Making the move from FA to SFA was all about communication. Communicating with my boss and our CFO that I wanted career growth and was willing to do whatever they viewed necessary. From there, we developed some quantitative and qualitative metrics to measure my success and routinely met to discuss what I was doing well or not doing well. Providing you are doing well, having your boss struggle to come up with things you can improve on month after month kind of sets the stage that there's no reason not to promote you. Obviously this is much less formal at the smaller company. At the larger company, I would've followed a similar strategy except I would've found an internal posting for a SFA or manager and highlight what I was doing already that meets the requirements of an SFA.

The skills that helped me prove why I can be an SFA and not just FA though were: above average experience with large data (SQL/Tableau/basic python), expert in Excel, attention to detail/not making many mistakes, taking ownership on work and lightening my boss's workload, professionalism, and attitude. I'm sure you know it but don't undervalue the professionalism and attitude because as you move up the ladder, it's less about what you can do and more about soft skills.

Hope that helps!

 

What was the process like for going from an established bigger company to a smaller one? Did you have recruiters reach out to you or did you find the job posting online? Did the PE portfolio company have any concerns about the structured environment that you came from?

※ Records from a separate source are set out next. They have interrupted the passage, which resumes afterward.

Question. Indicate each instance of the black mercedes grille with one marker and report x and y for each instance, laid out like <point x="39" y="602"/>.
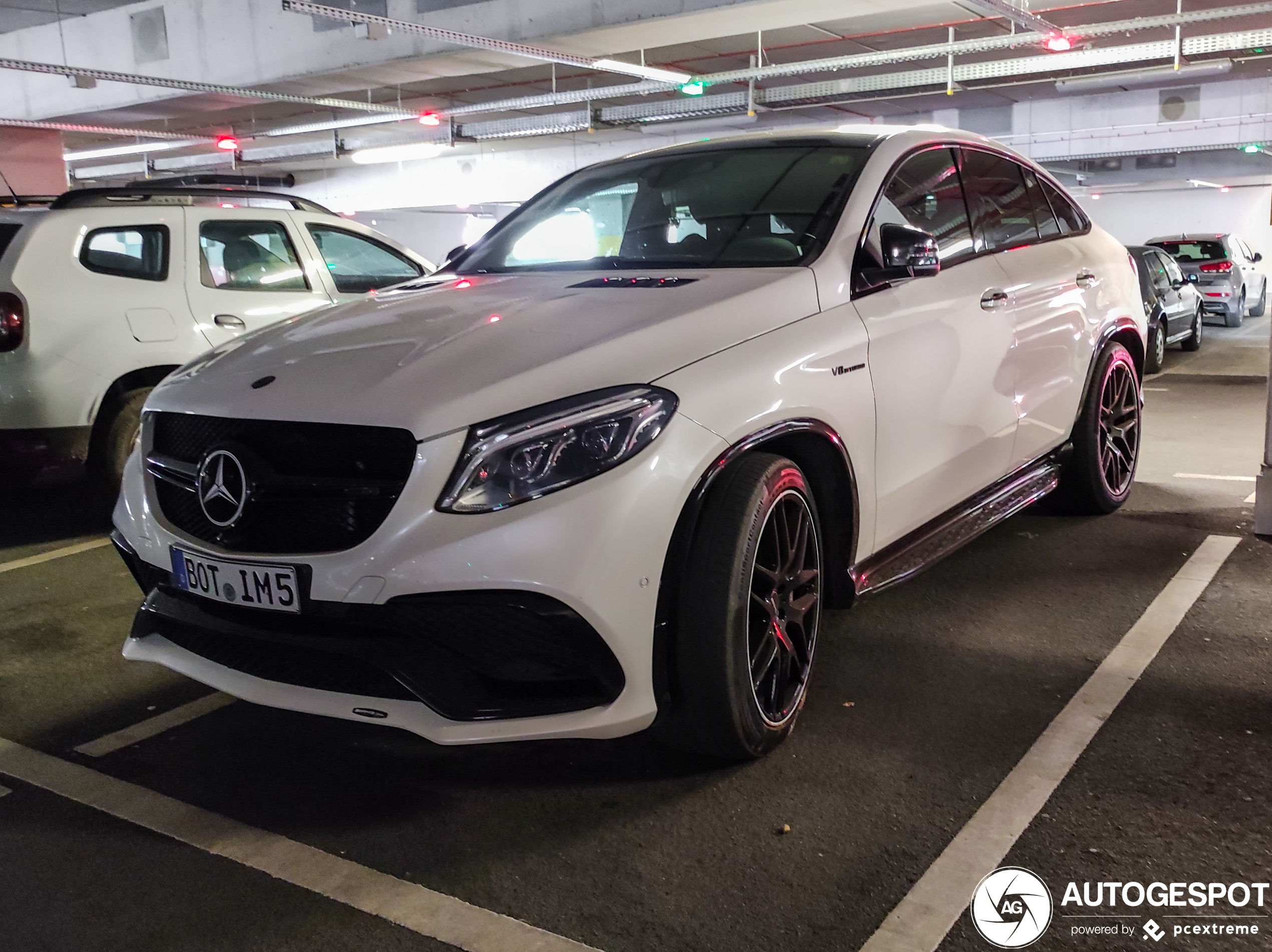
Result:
<point x="316" y="487"/>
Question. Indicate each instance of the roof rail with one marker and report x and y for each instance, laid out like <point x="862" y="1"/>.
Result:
<point x="90" y="198"/>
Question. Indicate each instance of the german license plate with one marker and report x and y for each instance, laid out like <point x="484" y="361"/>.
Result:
<point x="237" y="583"/>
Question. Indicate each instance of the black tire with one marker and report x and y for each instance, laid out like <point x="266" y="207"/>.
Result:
<point x="748" y="612"/>
<point x="116" y="437"/>
<point x="1233" y="319"/>
<point x="1157" y="354"/>
<point x="1193" y="340"/>
<point x="1098" y="475"/>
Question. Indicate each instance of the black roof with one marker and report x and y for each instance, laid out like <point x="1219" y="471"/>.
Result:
<point x="91" y="198"/>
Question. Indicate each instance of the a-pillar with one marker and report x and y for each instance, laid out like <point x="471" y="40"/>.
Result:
<point x="31" y="162"/>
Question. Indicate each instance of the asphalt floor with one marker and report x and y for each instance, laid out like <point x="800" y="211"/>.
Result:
<point x="924" y="698"/>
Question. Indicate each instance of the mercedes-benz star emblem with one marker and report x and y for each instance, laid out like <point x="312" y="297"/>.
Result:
<point x="222" y="488"/>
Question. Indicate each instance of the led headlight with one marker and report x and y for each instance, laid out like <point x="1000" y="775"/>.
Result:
<point x="554" y="446"/>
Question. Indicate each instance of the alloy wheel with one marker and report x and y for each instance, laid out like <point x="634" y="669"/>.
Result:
<point x="785" y="607"/>
<point x="1120" y="428"/>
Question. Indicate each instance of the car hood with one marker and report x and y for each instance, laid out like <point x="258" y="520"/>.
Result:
<point x="441" y="356"/>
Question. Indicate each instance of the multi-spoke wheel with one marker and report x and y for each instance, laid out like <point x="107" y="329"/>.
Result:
<point x="1098" y="474"/>
<point x="1120" y="427"/>
<point x="785" y="582"/>
<point x="748" y="612"/>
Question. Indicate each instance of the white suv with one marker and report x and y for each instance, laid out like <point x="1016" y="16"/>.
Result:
<point x="612" y="462"/>
<point x="110" y="289"/>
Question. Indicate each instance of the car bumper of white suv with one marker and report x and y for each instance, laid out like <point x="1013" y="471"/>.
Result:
<point x="529" y="623"/>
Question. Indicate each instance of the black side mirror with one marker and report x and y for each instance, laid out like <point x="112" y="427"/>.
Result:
<point x="907" y="252"/>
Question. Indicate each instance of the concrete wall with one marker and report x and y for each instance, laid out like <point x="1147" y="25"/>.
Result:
<point x="1132" y="218"/>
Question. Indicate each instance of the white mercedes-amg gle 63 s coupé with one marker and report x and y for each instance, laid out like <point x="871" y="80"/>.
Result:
<point x="606" y="470"/>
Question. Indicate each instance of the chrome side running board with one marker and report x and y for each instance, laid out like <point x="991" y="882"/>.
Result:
<point x="953" y="530"/>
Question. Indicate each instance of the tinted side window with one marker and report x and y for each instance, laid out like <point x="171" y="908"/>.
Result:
<point x="8" y="232"/>
<point x="1002" y="212"/>
<point x="256" y="256"/>
<point x="1066" y="213"/>
<point x="358" y="264"/>
<point x="925" y="193"/>
<point x="129" y="251"/>
<point x="1158" y="273"/>
<point x="1044" y="214"/>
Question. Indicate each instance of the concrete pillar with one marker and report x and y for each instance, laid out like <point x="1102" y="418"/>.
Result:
<point x="31" y="161"/>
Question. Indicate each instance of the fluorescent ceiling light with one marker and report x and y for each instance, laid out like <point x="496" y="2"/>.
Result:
<point x="340" y="124"/>
<point x="131" y="149"/>
<point x="397" y="153"/>
<point x="632" y="69"/>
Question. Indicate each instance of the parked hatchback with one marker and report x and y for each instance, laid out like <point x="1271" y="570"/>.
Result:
<point x="1228" y="273"/>
<point x="611" y="466"/>
<point x="111" y="289"/>
<point x="1171" y="302"/>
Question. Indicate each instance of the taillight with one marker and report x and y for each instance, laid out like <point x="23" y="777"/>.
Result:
<point x="13" y="321"/>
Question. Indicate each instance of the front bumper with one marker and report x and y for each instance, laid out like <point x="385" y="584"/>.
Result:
<point x="529" y="623"/>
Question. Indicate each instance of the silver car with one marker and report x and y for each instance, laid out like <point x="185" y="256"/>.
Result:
<point x="1225" y="270"/>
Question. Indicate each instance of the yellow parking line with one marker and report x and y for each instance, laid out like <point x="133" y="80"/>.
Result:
<point x="55" y="554"/>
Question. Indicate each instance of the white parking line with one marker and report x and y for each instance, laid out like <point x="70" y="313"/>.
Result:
<point x="55" y="554"/>
<point x="157" y="725"/>
<point x="428" y="913"/>
<point x="934" y="904"/>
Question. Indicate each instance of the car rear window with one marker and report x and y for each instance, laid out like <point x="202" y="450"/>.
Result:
<point x="1195" y="251"/>
<point x="8" y="232"/>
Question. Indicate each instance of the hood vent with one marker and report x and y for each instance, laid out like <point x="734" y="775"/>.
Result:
<point x="635" y="283"/>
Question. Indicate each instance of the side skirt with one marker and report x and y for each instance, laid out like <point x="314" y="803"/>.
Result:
<point x="955" y="528"/>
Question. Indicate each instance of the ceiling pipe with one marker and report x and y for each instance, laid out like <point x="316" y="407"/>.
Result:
<point x="138" y="79"/>
<point x="500" y="46"/>
<point x="1019" y="16"/>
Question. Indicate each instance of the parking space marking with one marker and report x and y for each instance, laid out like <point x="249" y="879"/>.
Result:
<point x="428" y="913"/>
<point x="934" y="904"/>
<point x="157" y="725"/>
<point x="55" y="554"/>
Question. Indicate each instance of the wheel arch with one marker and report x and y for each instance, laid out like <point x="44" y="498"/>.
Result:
<point x="131" y="381"/>
<point x="820" y="452"/>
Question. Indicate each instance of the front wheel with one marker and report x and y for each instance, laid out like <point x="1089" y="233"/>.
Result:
<point x="1233" y="319"/>
<point x="1193" y="340"/>
<point x="748" y="612"/>
<point x="1097" y="476"/>
<point x="1157" y="356"/>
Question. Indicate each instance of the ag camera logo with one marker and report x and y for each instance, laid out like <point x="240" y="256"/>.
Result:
<point x="1012" y="908"/>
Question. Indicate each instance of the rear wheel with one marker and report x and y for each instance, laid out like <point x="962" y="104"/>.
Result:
<point x="1193" y="340"/>
<point x="748" y="612"/>
<point x="1098" y="475"/>
<point x="1157" y="354"/>
<point x="1233" y="319"/>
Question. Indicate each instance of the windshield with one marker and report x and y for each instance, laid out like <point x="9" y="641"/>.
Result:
<point x="1195" y="251"/>
<point x="762" y="206"/>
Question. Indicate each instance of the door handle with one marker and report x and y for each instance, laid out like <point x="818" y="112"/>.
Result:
<point x="994" y="298"/>
<point x="229" y="323"/>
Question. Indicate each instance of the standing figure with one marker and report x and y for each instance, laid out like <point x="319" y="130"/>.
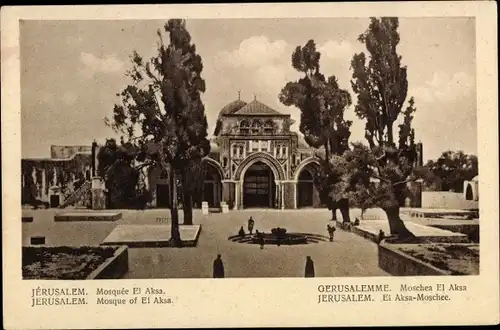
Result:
<point x="309" y="267"/>
<point x="331" y="230"/>
<point x="251" y="223"/>
<point x="218" y="267"/>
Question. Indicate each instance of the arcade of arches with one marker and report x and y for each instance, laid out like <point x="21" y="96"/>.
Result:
<point x="258" y="187"/>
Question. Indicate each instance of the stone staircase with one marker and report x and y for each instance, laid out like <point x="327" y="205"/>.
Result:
<point x="79" y="196"/>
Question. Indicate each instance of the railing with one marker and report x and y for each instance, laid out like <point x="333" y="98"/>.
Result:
<point x="77" y="195"/>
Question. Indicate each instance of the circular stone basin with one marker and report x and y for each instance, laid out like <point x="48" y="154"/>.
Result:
<point x="283" y="239"/>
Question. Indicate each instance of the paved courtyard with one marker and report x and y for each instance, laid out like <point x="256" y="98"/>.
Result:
<point x="348" y="255"/>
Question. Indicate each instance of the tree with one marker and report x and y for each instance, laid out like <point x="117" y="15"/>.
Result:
<point x="451" y="169"/>
<point x="322" y="104"/>
<point x="163" y="116"/>
<point x="381" y="85"/>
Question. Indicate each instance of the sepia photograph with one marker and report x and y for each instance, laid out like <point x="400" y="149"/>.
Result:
<point x="236" y="148"/>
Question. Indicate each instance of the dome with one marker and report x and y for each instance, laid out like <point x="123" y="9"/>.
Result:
<point x="232" y="107"/>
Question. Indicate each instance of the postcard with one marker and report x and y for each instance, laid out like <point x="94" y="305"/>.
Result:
<point x="250" y="165"/>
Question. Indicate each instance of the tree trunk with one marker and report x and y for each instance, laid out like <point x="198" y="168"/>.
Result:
<point x="174" y="212"/>
<point x="344" y="210"/>
<point x="188" y="208"/>
<point x="397" y="225"/>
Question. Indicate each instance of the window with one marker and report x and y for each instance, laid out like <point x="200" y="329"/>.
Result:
<point x="256" y="127"/>
<point x="263" y="145"/>
<point x="255" y="145"/>
<point x="269" y="127"/>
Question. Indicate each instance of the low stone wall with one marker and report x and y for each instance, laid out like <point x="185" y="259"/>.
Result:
<point x="113" y="268"/>
<point x="398" y="263"/>
<point x="88" y="216"/>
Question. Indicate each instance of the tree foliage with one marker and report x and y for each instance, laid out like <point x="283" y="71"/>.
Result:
<point x="450" y="170"/>
<point x="380" y="82"/>
<point x="162" y="114"/>
<point x="322" y="104"/>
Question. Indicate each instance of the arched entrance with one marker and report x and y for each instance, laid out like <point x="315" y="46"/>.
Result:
<point x="307" y="194"/>
<point x="259" y="187"/>
<point x="469" y="195"/>
<point x="212" y="187"/>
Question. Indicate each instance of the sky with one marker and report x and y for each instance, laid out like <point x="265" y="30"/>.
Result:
<point x="72" y="70"/>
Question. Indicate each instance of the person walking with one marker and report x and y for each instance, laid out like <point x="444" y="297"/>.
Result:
<point x="241" y="232"/>
<point x="309" y="267"/>
<point x="251" y="223"/>
<point x="218" y="267"/>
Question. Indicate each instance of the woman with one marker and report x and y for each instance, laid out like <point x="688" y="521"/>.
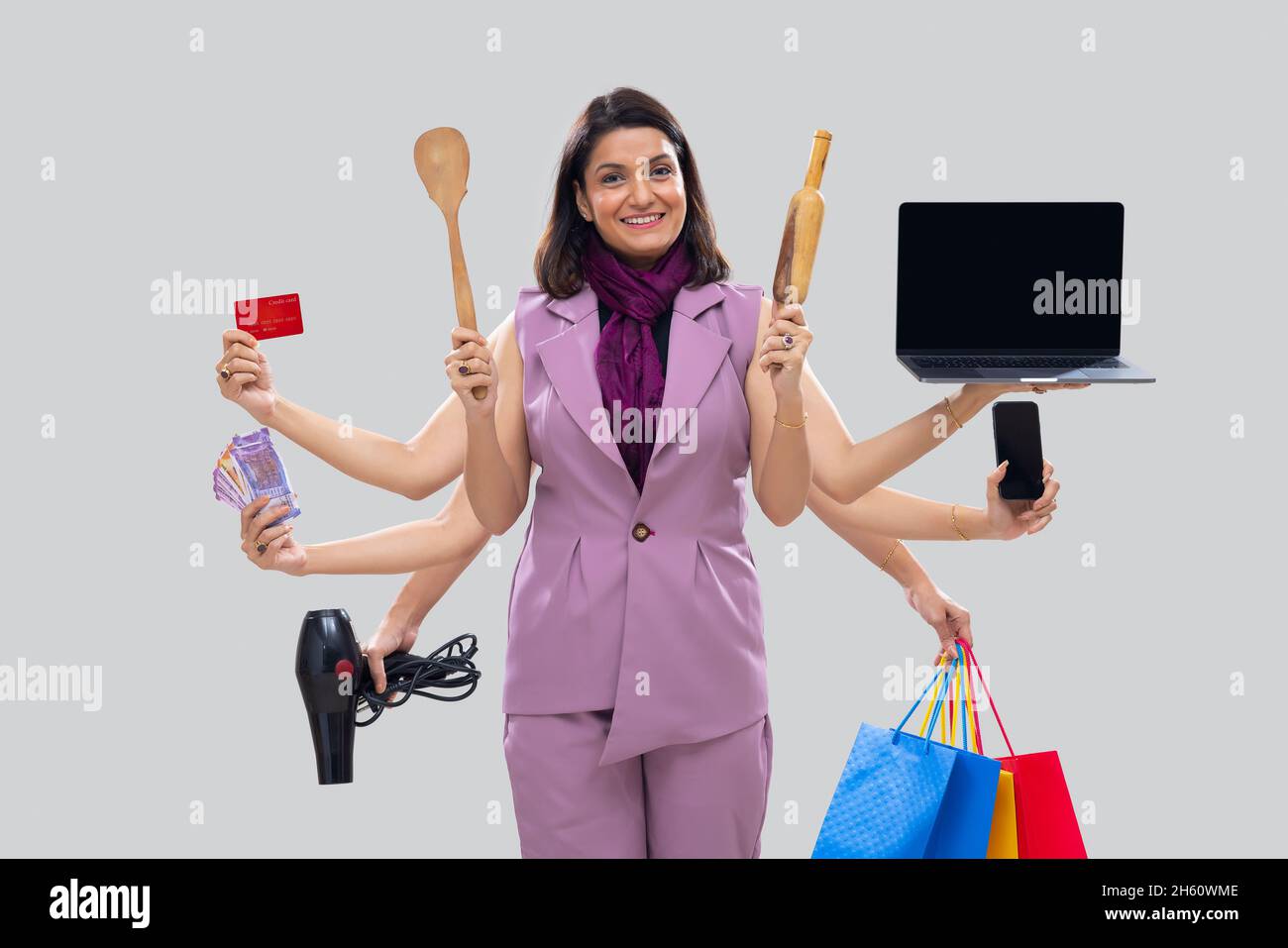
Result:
<point x="636" y="708"/>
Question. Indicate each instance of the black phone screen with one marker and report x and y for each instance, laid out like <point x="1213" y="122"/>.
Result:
<point x="1019" y="440"/>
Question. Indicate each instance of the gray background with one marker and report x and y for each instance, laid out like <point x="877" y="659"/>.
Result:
<point x="223" y="165"/>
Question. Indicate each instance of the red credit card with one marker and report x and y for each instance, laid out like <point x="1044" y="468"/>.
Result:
<point x="269" y="317"/>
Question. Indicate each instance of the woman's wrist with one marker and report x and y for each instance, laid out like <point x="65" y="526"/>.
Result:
<point x="969" y="399"/>
<point x="309" y="566"/>
<point x="790" y="408"/>
<point x="278" y="412"/>
<point x="905" y="569"/>
<point x="971" y="523"/>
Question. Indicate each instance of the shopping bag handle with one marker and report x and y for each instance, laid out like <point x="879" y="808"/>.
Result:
<point x="935" y="704"/>
<point x="973" y="660"/>
<point x="969" y="715"/>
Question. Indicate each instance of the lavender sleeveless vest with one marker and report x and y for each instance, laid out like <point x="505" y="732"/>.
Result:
<point x="642" y="601"/>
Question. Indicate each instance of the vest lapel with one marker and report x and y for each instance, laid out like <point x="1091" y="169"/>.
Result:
<point x="694" y="359"/>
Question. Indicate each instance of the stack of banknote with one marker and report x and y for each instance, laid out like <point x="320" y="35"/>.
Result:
<point x="249" y="469"/>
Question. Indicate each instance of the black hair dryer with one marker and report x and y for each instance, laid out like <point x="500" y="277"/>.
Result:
<point x="329" y="668"/>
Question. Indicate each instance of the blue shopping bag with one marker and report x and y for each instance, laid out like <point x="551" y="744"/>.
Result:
<point x="911" y="797"/>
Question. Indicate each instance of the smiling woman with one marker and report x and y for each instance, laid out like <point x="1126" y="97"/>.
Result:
<point x="635" y="691"/>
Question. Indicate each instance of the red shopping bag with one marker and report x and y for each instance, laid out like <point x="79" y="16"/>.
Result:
<point x="1046" y="823"/>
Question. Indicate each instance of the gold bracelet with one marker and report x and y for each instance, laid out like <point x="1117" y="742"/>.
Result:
<point x="948" y="404"/>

Currently trying to make that transition and it's been hard. But I've also been looking outside of the industry I work in.

 

Haven't been on WSO in a while but happy to answer in case it helps someone else. Going from a large company to a smaller one was easy in terms of finding the role. I knew that I wanted a smaller company experience so I was active on LinkedIn which led the internal TA team of my new company reaching out to me and it was a good fit. The new company had no reservations that they shared with me mostly because my skillset of merging low level data analytics (SQL, Tableau, MS Access) with finance was exactly what they needed. In terms of practical advice, I'd start identifying companies that you like and would want to work for and then looking at their team and seeing if you can identify any gaps based on their experience. IMO, being able to work with large data sets efficiently is something that most small companies overlook until they really need it and if they can get someone with a dual skillset (data/finance, data/accounting, etc) then it's a win for them. If you'd like to discuss more, feel free to PM me.

 

Aside from the size of the company, is there a reason you used different title differences between your two most recent finance jobs? Is corporate/operational/data heavy finance a different field than senior financial analyst of fp&a or is it just due to the size of the companies?

 

Haven't been on WSO in a while but saw I never replied. Hopefully this can help you or someone reading. Essentially, I differentiated my titles because I was doing different work. At the larger company, I was much more involved with day to day operations, BU KPIs, and I actually reported through a business unit VP, not through finance. At the smaller company, I report under the CFO's hierarchy and do much more true FP&A work (strategy, modeling, board reporting, assisting with M&A, etc). The size of the company had nothing to do with why I used different titles.